Я очень мало знал тогда Андреева, видел его в одном только фильме того же Лукова. Но знал, что роль Саши Свинцова, парня-уральца, написана мною бегло, в спешке и что нелегко с нею было актеру (автор лучше всех знает, что к чему в его сценарной работе и где что-то найдено для актера, а где как бы найдено, а на деле только пущена пыль в глаза). Тем сильнее взволновал меня Андреев, создавший образ Свинцова на материале сценарно-поверхностном, полупустом. Я принял Андреева сердцем, как только увидел, — принял и эту неповоротливость жеста, и крепкость, и кротость улыбки, и эту массивность ног, не торопясь двигающихся по земле. Это был образ, точно и резко очерченный, без игровых завитушек, без актерских безделиц и баловства, рожденный актером сильным, предельно русским. Он шел, сидел, говорил, сердился и улыбался, этот уральский парень Саша с Урал-маша, и становилось вдруг до предела ясно (не словами, не фразами, а всем строем этой неторопливости, этим нескорым почерком жестов, движений, выражением глаз), что такую Россию не сломишь ни криком, ни танками! Раз уж поднялся этакий парень, взял автомат и надвинул каску, то нет ему ни мороза, ни рек, ни смерти — он победит.
Благодаря игре Андреева фильм, задуманный всего лишь как эпизод фронтовых будней, обрел внезапную широту, обращаясь к раздумьям о родине, о ее людях. И ни к чему были тут ни взрывы, ни самолеты (в огромном числе привлеченные в фильм, видимо для того, чтобы внушить зрителю ощущение масштабности), достаточен всего лишь один Андреев — Свинцов, в нем и масштаб, и неизбежность нашей победы.

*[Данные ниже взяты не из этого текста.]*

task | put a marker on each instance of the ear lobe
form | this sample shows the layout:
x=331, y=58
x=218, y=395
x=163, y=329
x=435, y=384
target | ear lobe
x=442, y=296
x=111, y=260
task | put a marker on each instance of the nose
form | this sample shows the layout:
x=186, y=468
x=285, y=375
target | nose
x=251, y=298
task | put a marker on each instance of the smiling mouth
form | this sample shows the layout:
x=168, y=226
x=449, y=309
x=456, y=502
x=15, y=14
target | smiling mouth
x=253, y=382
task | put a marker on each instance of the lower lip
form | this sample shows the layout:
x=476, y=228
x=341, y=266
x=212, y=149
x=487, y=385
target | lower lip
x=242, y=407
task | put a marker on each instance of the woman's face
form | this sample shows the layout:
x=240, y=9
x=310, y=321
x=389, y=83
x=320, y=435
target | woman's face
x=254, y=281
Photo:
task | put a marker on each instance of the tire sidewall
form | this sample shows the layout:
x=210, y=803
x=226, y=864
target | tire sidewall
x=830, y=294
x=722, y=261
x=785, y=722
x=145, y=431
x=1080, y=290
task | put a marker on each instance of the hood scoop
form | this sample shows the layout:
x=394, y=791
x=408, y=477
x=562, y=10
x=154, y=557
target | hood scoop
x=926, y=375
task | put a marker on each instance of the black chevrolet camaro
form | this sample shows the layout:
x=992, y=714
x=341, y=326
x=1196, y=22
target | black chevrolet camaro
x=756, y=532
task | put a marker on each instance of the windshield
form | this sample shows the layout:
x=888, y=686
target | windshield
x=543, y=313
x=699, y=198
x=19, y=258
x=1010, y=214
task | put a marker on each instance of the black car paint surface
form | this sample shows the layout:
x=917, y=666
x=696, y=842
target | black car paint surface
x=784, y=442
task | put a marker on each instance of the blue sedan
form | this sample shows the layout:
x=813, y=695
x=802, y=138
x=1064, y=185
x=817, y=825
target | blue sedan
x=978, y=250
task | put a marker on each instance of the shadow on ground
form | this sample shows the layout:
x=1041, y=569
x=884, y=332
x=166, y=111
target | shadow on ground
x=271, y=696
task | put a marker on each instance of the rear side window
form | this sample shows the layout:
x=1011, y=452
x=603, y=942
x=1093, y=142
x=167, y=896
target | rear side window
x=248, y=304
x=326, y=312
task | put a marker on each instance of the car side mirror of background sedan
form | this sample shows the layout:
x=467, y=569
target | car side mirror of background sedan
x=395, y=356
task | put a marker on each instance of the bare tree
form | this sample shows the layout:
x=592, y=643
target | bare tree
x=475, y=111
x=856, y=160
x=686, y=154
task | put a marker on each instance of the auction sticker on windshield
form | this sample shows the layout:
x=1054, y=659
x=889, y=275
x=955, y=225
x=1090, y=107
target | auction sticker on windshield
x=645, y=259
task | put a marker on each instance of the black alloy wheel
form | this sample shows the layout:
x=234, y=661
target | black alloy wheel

Роль одессита Аркадия, боевого друга Свинцова, выписана получше. Но есть в ней опасность эстрадной чувствительности, опасность излишеств по части южной манеры жеста и разговора. Бернеса, игравшего эту роль, я знал больше, чем Андреева, но знал его ближе как актера с гитарой. Однако и он обернулся в картине неожиданной стороной. Я увидел эстрадность, услышал одесский говор, но тут же рядом, как бы в одной линии, в одном бегущем потоке, увидел другое — обширное и значительное, человеческое и солдатское, что (опять же без танков и взрывов) говорило о силе народа и верной победе.